An Explicit Consistency-Preserving Loss Function for Phase Reconstruction and Speech Enhancement
Pin-Jui Ku, Chun-Wei Ho, Hao Yen, Sabato Marco Siniscalchi, Chin-Hui Lee
TL;DR
The paper addresses phase reconstruction and speech enhancement by introducing an explicit consistency-preserving loss that enforces magnitude–phase consistency via the STFT-consistency condition, rather than forcing estimation of the original phase. The core idea is to train models to produce spectrograms that are consistent with their inverse STFT, using the loss $L_{EC}$ that operates on complex spectrograms and does not depend on ground-truth phase. Across PR and SE tasks on VB-DMD and WSJ0-CHiME3 with TF-GridNet, the proposed loss yields competitive or superior results compared to conventional phase losses, particularly in challenging, low-SNR conditions. This approach broadens the solution space for phase estimation by prioritizing internal consistency over exact phase recovery, with practical impact for improving speech quality without requiring precise phase reconstruction.
Abstract
In this work, we propose a novel consistency-preserving loss function for recovering the phase information in the context of phase reconstruction (PR) and speech enhancement (SE).

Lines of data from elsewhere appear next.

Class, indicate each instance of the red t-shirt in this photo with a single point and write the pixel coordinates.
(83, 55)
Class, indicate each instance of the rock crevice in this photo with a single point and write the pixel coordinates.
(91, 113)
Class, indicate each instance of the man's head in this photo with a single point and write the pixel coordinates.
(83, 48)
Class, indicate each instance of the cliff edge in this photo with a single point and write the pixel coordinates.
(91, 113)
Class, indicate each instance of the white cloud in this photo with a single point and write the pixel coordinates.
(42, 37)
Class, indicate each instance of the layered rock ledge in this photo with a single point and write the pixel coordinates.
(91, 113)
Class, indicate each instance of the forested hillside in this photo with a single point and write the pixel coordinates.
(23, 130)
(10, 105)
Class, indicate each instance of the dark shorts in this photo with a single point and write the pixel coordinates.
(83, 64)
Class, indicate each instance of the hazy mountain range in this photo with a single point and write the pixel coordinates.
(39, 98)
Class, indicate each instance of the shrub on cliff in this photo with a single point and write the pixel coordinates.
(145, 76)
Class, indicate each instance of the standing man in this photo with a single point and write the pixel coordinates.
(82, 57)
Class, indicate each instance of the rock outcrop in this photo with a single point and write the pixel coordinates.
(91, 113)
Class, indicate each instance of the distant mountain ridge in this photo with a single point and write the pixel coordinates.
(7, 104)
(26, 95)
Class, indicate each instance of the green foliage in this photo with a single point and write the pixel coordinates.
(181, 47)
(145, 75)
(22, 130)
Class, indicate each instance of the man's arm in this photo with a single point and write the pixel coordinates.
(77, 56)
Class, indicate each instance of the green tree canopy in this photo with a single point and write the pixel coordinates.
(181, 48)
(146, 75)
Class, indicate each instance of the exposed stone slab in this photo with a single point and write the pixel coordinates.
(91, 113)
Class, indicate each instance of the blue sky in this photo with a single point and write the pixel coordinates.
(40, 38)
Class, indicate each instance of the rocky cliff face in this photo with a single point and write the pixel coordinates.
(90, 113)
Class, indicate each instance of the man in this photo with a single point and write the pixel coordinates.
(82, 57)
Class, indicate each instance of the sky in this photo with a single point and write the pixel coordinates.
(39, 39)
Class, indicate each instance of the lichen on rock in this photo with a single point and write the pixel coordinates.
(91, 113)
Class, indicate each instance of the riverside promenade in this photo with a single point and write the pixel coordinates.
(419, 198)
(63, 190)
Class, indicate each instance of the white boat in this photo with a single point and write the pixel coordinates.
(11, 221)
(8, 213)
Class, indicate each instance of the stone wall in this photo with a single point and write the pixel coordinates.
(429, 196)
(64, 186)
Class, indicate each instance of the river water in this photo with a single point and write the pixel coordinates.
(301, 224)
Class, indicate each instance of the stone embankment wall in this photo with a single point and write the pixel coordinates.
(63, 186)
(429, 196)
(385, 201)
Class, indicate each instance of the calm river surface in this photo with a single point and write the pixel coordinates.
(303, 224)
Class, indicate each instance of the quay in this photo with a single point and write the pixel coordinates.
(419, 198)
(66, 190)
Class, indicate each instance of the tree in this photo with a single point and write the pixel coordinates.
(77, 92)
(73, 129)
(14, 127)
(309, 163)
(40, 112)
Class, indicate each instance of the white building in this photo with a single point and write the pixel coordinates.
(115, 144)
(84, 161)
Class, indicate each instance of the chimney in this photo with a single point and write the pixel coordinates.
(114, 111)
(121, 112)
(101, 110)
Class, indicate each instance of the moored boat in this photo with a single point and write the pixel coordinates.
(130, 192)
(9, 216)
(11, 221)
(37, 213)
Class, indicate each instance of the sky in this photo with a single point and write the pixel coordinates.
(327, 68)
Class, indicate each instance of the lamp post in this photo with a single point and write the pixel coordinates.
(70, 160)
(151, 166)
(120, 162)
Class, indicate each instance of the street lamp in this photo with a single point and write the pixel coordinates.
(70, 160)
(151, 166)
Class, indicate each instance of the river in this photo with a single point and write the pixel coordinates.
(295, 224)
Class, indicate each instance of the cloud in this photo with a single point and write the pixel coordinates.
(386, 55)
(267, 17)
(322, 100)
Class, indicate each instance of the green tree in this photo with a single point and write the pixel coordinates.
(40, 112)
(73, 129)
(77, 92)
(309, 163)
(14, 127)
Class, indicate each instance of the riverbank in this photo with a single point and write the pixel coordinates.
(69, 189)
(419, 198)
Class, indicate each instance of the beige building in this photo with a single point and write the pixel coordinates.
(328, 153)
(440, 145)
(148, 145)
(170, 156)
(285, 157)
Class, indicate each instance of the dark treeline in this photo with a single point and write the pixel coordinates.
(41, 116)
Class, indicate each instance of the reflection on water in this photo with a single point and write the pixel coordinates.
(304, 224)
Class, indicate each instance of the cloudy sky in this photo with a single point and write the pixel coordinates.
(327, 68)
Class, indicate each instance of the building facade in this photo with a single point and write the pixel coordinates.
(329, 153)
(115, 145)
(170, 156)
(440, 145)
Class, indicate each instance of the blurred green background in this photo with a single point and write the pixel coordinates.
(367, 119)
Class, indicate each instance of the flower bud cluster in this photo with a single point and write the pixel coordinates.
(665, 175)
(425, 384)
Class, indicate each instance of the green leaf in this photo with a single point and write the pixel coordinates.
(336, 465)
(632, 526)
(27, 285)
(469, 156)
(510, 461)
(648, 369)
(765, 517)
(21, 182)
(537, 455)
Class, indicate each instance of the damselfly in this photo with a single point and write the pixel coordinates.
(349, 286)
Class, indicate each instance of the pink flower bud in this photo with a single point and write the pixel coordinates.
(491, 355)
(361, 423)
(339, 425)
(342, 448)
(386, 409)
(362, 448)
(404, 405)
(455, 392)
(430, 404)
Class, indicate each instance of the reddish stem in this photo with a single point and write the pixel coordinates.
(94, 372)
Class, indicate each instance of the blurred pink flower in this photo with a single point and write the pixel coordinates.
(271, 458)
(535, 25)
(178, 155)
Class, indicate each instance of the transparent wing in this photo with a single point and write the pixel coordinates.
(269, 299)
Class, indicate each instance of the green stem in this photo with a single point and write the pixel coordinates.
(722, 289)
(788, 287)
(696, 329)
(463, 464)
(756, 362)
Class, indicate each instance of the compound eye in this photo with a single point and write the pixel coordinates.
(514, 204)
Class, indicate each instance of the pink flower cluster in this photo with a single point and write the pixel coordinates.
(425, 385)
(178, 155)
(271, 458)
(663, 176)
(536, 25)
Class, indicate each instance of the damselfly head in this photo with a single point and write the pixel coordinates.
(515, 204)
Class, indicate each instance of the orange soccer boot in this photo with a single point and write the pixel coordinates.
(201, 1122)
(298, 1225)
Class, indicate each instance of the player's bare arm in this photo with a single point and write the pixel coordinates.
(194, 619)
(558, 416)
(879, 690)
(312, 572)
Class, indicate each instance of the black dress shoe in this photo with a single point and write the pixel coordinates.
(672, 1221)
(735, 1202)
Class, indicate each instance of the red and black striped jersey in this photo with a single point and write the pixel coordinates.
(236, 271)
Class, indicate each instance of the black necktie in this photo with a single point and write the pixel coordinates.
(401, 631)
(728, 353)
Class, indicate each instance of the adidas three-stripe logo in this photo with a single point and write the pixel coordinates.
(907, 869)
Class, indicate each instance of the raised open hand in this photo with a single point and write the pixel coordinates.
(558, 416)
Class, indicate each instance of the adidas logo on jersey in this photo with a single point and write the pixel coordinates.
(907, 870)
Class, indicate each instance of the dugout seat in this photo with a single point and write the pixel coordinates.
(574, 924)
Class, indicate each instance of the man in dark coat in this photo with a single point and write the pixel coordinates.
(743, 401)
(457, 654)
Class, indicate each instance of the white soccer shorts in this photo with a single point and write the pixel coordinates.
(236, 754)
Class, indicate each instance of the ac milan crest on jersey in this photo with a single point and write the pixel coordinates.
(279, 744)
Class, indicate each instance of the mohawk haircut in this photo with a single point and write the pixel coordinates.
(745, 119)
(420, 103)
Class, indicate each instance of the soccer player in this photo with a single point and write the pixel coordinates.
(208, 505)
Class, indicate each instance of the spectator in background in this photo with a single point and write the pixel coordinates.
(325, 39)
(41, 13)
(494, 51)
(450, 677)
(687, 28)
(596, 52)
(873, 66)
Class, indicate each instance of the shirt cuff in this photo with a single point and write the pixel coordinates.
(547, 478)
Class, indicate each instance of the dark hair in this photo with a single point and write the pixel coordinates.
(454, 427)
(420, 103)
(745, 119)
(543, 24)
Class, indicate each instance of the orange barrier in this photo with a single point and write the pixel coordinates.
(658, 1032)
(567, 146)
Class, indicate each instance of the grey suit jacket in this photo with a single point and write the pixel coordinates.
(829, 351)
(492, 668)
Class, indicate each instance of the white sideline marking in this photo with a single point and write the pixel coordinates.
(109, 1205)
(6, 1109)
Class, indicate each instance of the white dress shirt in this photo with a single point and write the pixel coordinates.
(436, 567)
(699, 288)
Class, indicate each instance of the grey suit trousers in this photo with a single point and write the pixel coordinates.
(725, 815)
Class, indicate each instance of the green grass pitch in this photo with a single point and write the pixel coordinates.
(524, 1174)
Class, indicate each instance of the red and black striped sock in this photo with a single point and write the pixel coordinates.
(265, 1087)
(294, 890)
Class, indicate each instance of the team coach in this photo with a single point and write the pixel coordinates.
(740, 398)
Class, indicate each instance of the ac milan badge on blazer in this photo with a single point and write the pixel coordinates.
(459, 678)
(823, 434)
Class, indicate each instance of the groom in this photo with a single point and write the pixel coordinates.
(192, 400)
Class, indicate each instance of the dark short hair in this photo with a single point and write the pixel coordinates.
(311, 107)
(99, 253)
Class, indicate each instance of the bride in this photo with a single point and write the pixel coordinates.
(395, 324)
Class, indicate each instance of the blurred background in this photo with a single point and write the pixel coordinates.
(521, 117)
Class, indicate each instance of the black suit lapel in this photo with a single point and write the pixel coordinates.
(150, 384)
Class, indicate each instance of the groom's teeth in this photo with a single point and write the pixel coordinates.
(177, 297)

Different from conventional techniques that directly estimate the phase using a deep model, our idea is to exploit ad-hoc constraints to directly generate a consistent pair of magnitude and phase. Specifically, the proposed loss forces a set of complex numbers to be a consistent short-time Fourier transform (STFT) representation, i.e., to be the spectrogram of a real signal. Our approach thus avoids the difficulty of estimating the original phase, which is highly unstructured and sensitive to time shift. The influence of our proposed loss is first assessed on a PR task, experimentally demonstrating that our approach is viable. Next, we show its effectiveness on an SE task, using both the VB-DMD and WSJ0-CHiME3 data sets. On VB-DMD, our approach is competitive with conventional solutions. On the challenging WSJ0-CHiME3 set, the proposed framework compares favourably over those techniques that explicitly estimate the phase.